PT Mineral Industri Indonesia (MIND ID) menyampaikan proses alih aset pembangkit listrik tenaga uap (PLTU) batu bara Pelabuhan Ratu milik PLN kepada PT Bukit Asam (PTBA) tengah menunggu kesepakatan perjanjian transaksi jual beli atau offtake aggrement yang terkait dengan skema take or pay listrik kepada PLN.
Direktur Portofolio dan Pengembangan Usaha MIND ID, Dilo Seno Widagdo, mengatakan bahwa PTBA sudah merampungkan studi kelayakan perihal potensi akuisisi PLTU PLN berkapasitas 3 x 350 megawatt (mw) tersebut.
PTBA bersama MIND ID kini masih memikirkan soal potensi serapan listrik dari PLTU Pelabuhan Ratu tersebut seiring dengan komitmen PLN yang gencar mengurangi seterum yang dihasilkan oleh pembangkit energi fosil.
"Kami tidak punya jaringan listrik, maka listriknya mesti diarahkan ke PLN lagi, sementara mereka komitmen tidak beli," kata Dilo di Gedung Nusantara I DPR Jakarta pada Rabu (12/4).

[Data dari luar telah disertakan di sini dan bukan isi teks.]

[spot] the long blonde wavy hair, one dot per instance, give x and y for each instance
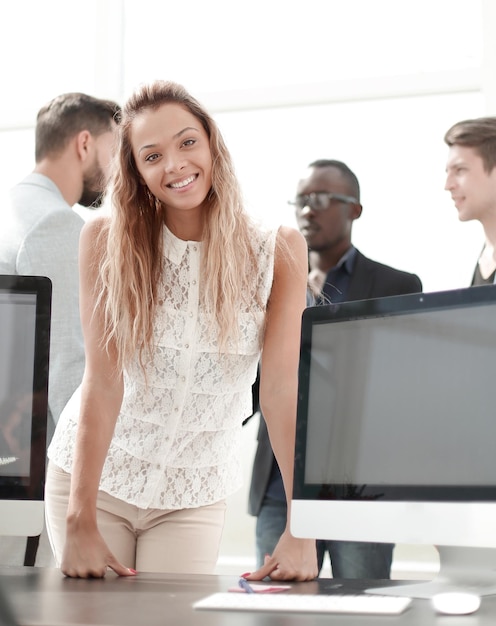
(132, 263)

Sebagai informasi, MIND ID merupakan holding industri pertambangan BUMN yang beranggotakan PT Inalum, PT Aneka Tambang, PT Bukit Asam, PT Timah, PT Freeport Indonesia, dan PT Vale Indonesia.

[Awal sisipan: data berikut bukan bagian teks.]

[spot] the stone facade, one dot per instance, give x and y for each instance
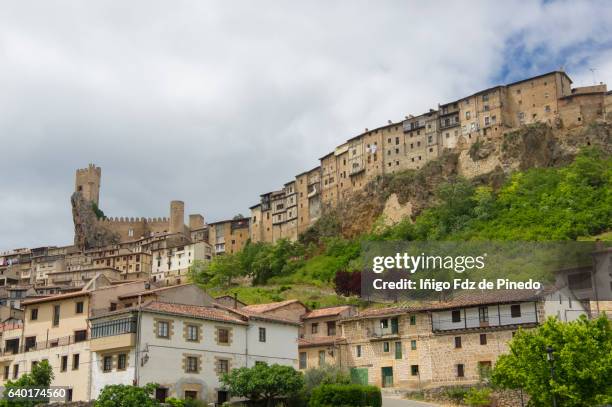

Lebih lanjut, kata Dilo, langkah akuisisi PLTU Pelabuhan Ratu oleh PTBA idealnya sepaket dengan kesepakatan perjanjian pembelian tenaga listrik dan skema take or pay kepada PLN. Sehingga produksi listrik yang dihasilkan dari PLTU Pelabuhan Ratu setelah alih aset dapat menghasilkan benefit bagi PBTA.
Skema take or pay mewajibkan PLN untuk menyerap listrik yang diproduksi produsen listrik sesuai dengan kontrak perjanjian jual beli listrik berdasarkan availability factor (AF) atau faktor ketersediaan, dan atau capacity factor (CF) atau faktor kapasitas. Jika tidak, PLN harus membayar pinalti atau denda.
Namun perjanjian jual beli ini tak hanya berlaku take or pay, melainkan juga delivery or pay dari sisi produsen listrik. Artinya, jika para produsen listrik tidak mengirimkan listrik sesuai AF/CF maka mereka harus membayar pinalti atau denda kepada PLN.
PTBA telah meneken perjanjian untuk mengakuisisi mayoritas saham Pembangkit Listrik PLTU Pelabuhan Ratu, senilai US$ 800 juta atau Rp 12 triliun.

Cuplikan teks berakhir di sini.